Don Quixote’s way of creating identities for him and others are completely shameful and not concerning of anyone else. What exactly is He going through? A very bad case of a mid-life crisis, determined by the fact that he is about fifty; he’s old, and he feels like he needs something, an adventure.
He goes on a adventure which by itself is perfectly fine as long as he did his adventure by himself. He doesn’t through and dragged everyone else into his failing interpretation of what he wants, but it gets worse. In part 1, chapter 8, the famous windmill scene, Don Quixote and his “squire” Sancho Panza see a group of windmills, Don Quixote sees giants and when Sancho tried to reason with Quixote, Quixote puts own Panza saying “… that thou art not well-versed in the matter of adventures….”(translation by Grossman), and even after Panza is right, in the same chapter, the two met two friars, and again Quixote insults Panza saying “… that you know very little about adventures; what I say is true…” (translation by Grossman). Don Quixote does not care about what Sancho says; to him Sancho is always wrong. So why why does Don Quixote bring Sancho just to insult him? Because Quixote’s mind is too obsessed with him being a valiant knight that his pride is so large that anything anyone else says that is even a the slightest bit of contrary is instantly wrong and should be rebuked. Don Quixote is crazy and disrespectful but also dangerous.
The two friars were also insulted by Don “You wicked and monstrous creatures…”(Grossman) and when the friars said “Senor, we are not wicked nor monstrous…”(Grossman) Don Quixote says “No soft words for me; I know who you are, perfidious rabble…”(Grossman).
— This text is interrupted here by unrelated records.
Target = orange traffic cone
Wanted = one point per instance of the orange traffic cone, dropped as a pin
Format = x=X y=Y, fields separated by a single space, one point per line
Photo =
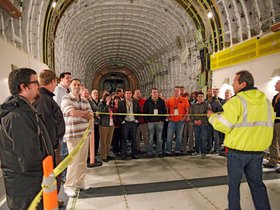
x=50 y=199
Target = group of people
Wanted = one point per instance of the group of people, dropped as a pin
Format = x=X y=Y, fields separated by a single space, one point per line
x=41 y=118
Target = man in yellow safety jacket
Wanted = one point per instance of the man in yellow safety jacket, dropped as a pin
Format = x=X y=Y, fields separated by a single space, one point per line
x=247 y=121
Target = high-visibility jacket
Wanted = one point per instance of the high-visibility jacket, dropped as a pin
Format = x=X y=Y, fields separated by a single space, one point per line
x=247 y=121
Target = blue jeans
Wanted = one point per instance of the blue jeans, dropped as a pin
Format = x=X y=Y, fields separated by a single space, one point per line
x=129 y=130
x=201 y=135
x=251 y=165
x=173 y=127
x=152 y=127
x=63 y=154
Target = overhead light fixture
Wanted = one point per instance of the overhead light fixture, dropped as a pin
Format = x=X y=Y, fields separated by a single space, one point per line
x=10 y=8
x=210 y=14
x=226 y=81
x=53 y=4
x=275 y=73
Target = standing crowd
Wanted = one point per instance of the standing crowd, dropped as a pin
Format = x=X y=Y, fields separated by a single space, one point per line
x=43 y=118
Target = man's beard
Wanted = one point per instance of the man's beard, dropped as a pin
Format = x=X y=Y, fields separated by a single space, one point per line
x=37 y=96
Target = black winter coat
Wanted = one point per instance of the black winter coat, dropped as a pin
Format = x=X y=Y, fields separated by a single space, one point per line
x=24 y=143
x=52 y=116
x=122 y=109
x=149 y=107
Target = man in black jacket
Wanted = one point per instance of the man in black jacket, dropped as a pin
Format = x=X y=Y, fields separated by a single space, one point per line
x=129 y=122
x=155 y=105
x=51 y=115
x=24 y=140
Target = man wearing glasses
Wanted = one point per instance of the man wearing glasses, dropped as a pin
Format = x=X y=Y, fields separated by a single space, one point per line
x=24 y=140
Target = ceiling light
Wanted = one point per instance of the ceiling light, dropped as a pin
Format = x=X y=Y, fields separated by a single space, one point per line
x=53 y=4
x=209 y=14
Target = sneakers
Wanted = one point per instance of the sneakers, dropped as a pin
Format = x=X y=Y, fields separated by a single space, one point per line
x=70 y=192
x=269 y=165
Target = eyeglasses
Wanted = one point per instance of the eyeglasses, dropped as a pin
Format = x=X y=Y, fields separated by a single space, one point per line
x=34 y=82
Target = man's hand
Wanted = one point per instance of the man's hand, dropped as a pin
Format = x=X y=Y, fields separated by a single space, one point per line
x=209 y=113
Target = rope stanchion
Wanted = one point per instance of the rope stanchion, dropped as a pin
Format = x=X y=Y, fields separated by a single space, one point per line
x=150 y=115
x=92 y=147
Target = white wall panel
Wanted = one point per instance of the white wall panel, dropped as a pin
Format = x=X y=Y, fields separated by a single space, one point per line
x=261 y=69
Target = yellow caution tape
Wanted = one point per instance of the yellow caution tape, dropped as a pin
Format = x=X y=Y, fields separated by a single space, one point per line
x=63 y=165
x=151 y=115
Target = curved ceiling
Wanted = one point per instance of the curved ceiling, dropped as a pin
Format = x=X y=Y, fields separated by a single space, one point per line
x=84 y=36
x=123 y=33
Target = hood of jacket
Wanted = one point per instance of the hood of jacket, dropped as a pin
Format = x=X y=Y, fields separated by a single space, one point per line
x=253 y=96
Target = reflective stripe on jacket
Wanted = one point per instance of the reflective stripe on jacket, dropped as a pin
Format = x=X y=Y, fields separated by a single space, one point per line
x=247 y=121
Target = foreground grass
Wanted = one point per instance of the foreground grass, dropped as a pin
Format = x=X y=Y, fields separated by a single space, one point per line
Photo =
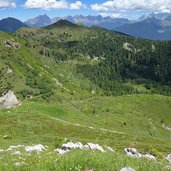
x=77 y=161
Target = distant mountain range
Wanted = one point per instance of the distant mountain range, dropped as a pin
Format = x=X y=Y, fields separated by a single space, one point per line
x=151 y=28
x=155 y=26
x=11 y=24
x=39 y=21
x=105 y=22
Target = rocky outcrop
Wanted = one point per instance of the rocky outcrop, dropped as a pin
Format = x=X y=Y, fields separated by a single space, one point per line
x=9 y=100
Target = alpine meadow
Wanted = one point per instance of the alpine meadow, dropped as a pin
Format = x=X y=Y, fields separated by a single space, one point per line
x=81 y=98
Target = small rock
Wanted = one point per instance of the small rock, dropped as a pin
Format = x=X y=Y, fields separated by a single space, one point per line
x=132 y=152
x=127 y=169
x=71 y=145
x=168 y=158
x=110 y=148
x=92 y=146
x=20 y=164
x=16 y=153
x=37 y=148
x=60 y=151
x=148 y=156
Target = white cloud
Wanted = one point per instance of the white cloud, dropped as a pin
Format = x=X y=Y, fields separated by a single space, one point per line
x=7 y=4
x=53 y=4
x=112 y=15
x=127 y=5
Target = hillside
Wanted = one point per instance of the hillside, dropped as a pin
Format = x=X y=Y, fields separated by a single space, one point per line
x=86 y=85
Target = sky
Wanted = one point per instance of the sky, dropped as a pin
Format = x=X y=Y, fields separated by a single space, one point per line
x=131 y=9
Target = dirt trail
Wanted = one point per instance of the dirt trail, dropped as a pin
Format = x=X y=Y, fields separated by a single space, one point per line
x=89 y=127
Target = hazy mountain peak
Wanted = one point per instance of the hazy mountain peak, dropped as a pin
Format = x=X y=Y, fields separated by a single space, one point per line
x=39 y=21
x=11 y=24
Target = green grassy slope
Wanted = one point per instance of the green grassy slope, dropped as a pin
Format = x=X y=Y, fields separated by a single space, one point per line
x=67 y=103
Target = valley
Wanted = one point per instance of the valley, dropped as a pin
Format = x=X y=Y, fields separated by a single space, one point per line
x=88 y=85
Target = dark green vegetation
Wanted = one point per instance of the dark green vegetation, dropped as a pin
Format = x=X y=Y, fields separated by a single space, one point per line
x=84 y=81
x=113 y=62
x=151 y=28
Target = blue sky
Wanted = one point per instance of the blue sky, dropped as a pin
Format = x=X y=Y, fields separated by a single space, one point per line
x=132 y=9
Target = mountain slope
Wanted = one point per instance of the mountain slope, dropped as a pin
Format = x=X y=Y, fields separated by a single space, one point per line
x=11 y=25
x=116 y=58
x=39 y=21
x=150 y=28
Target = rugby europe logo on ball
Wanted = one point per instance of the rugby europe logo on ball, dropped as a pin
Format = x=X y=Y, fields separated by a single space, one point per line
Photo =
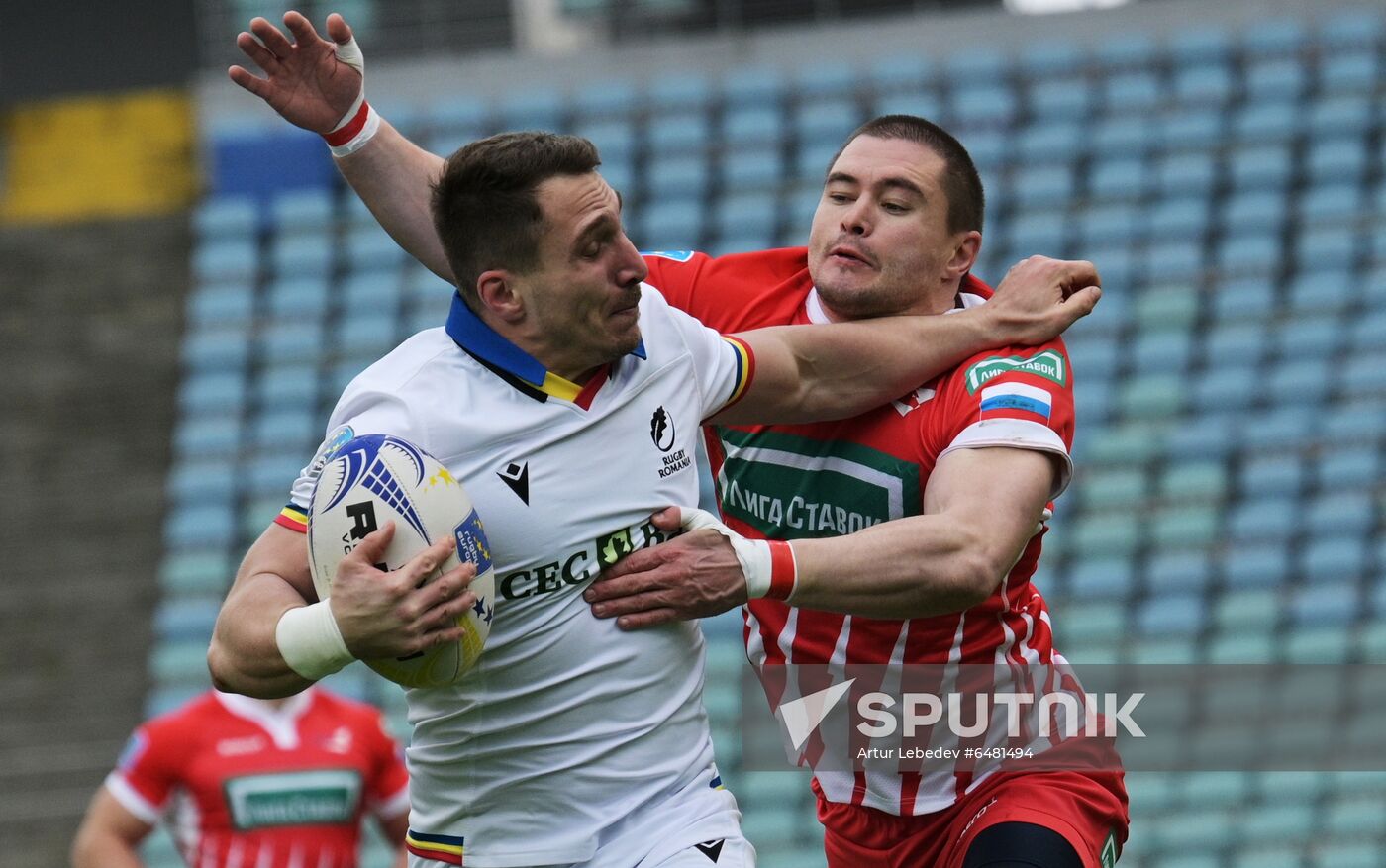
x=374 y=479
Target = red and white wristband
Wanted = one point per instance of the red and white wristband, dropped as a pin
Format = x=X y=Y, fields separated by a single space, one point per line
x=768 y=564
x=355 y=131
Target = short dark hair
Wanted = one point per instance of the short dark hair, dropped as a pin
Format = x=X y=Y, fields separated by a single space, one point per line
x=960 y=183
x=485 y=204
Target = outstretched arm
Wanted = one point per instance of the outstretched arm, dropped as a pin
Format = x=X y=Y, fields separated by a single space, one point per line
x=980 y=509
x=810 y=373
x=319 y=85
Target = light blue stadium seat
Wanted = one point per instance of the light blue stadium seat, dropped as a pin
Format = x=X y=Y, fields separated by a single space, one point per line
x=1127 y=51
x=287 y=386
x=1277 y=429
x=1119 y=179
x=1264 y=518
x=1279 y=474
x=1253 y=254
x=228 y=259
x=1364 y=374
x=301 y=211
x=1344 y=115
x=1253 y=211
x=1180 y=218
x=1069 y=99
x=827 y=121
x=225 y=218
x=298 y=298
x=540 y=108
x=302 y=254
x=290 y=342
x=1279 y=79
x=1327 y=604
x=207 y=437
x=1111 y=225
x=755 y=127
x=1233 y=387
x=744 y=214
x=750 y=86
x=1265 y=122
x=1205 y=85
x=215 y=349
x=752 y=169
x=1260 y=166
x=1257 y=563
x=679 y=176
x=1348 y=71
x=212 y=393
x=1335 y=559
x=1351 y=467
x=901 y=73
x=1234 y=344
x=1178 y=571
x=609 y=99
x=671 y=225
x=682 y=92
x=827 y=80
x=203 y=526
x=678 y=134
x=921 y=103
x=1340 y=514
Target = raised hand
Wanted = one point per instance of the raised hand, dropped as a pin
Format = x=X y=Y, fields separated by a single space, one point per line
x=1041 y=297
x=311 y=82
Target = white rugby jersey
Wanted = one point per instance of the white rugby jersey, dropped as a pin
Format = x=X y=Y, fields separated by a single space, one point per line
x=565 y=724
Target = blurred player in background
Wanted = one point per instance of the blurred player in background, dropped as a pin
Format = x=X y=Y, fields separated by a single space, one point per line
x=979 y=452
x=251 y=782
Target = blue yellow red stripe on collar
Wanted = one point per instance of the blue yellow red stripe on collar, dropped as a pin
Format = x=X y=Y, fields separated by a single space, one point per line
x=468 y=332
x=439 y=847
x=293 y=518
x=744 y=367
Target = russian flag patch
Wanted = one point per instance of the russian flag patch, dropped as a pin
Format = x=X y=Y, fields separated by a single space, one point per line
x=1016 y=401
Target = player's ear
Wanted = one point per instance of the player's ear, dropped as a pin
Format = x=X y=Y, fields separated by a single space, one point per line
x=498 y=293
x=965 y=254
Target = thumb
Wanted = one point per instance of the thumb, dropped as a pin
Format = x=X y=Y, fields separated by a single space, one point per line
x=371 y=549
x=1084 y=300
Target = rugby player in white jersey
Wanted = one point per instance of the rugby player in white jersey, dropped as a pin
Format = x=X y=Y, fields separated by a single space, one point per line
x=571 y=742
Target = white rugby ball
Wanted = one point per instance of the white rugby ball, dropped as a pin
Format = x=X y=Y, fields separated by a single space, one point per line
x=374 y=479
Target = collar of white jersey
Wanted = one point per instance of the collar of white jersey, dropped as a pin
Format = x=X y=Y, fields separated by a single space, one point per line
x=970 y=294
x=487 y=345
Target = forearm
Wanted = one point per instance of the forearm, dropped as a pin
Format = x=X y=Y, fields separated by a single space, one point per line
x=245 y=656
x=905 y=569
x=808 y=373
x=394 y=176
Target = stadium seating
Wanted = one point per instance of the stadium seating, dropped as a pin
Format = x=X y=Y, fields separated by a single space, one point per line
x=1231 y=387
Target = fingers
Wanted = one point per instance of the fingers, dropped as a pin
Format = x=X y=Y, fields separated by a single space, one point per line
x=371 y=549
x=339 y=30
x=274 y=42
x=647 y=619
x=246 y=79
x=259 y=54
x=301 y=28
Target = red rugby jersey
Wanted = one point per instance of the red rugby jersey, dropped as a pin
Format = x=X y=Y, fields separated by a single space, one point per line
x=829 y=479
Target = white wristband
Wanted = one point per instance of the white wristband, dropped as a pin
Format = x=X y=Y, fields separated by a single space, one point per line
x=768 y=566
x=309 y=640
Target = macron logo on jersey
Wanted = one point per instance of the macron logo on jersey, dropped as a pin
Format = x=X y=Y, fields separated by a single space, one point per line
x=1016 y=401
x=801 y=716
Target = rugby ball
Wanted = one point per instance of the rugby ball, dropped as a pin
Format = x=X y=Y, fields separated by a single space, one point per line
x=374 y=479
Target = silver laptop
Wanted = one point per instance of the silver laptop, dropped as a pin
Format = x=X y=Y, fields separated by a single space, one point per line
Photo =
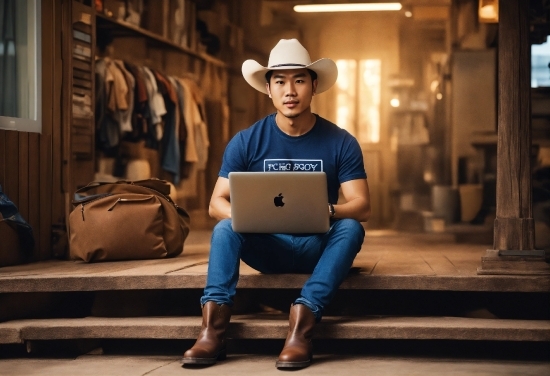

Don Quixote calls them wicked and monstrous, but it’s the term creature that worse; Don Quixote doesn’t think the friars are human. Yet even with that insult, the friars have enough dignity in themselves to call Don Quixote Senor, and to plead that they are not wicked and monstrous. Don Quixote just calls them another insult: perfidious rabble, perfidious means treacherous, and rabble means coward; Don Quixote is calling them treacherous cowards, but it doesn’t end there. After calling them perfidious rabble, Don Quixote grabs his lance, gets on his horse, and charges to one of the friars, the innocent helpless friar, and according to the narrator: “attacked the friar with so much ferocity and courage that if he had not allowed himself to fall off the mule, the friar would have been thrown to the ground and seriously injured or even killed.” Don Quixote intentions were to kill the friar, all because if his imaginative conquest. After the friar fell off the mule and on to ground Sancho Panza starts taking the clothes off for spoils, and what happens? The Narrator says “The servants… attacked Sancho and knocked him down, and leaving no hair in his beard unscathed, they kicked him, breathless, and senseless and left him lying on the ground.” Sancho Panza helps Don Quixote’s “dream” and get knocked out, and where was Don Quixote? Talking to the woman in the carriage saying “O beauteous lady, thou canst do thy person as thou wishest, for the arrogance of thy captons here lieth on the ground, anguished by this my mighty arm… know that I am called Don Quixote of La Mancha…”. Don Quixote, doing all this evil and for what? Don Quixote is the wicked and monstrous creature, he is the perfidious rabble, he has no concerns for Sancho Panza, lying unconscious for his master’s bidding, and he doesn’t know the difference from being a valiant knight and a heartless man, who looks at one person and thinks that he should be dead. Don Quixote is no knight.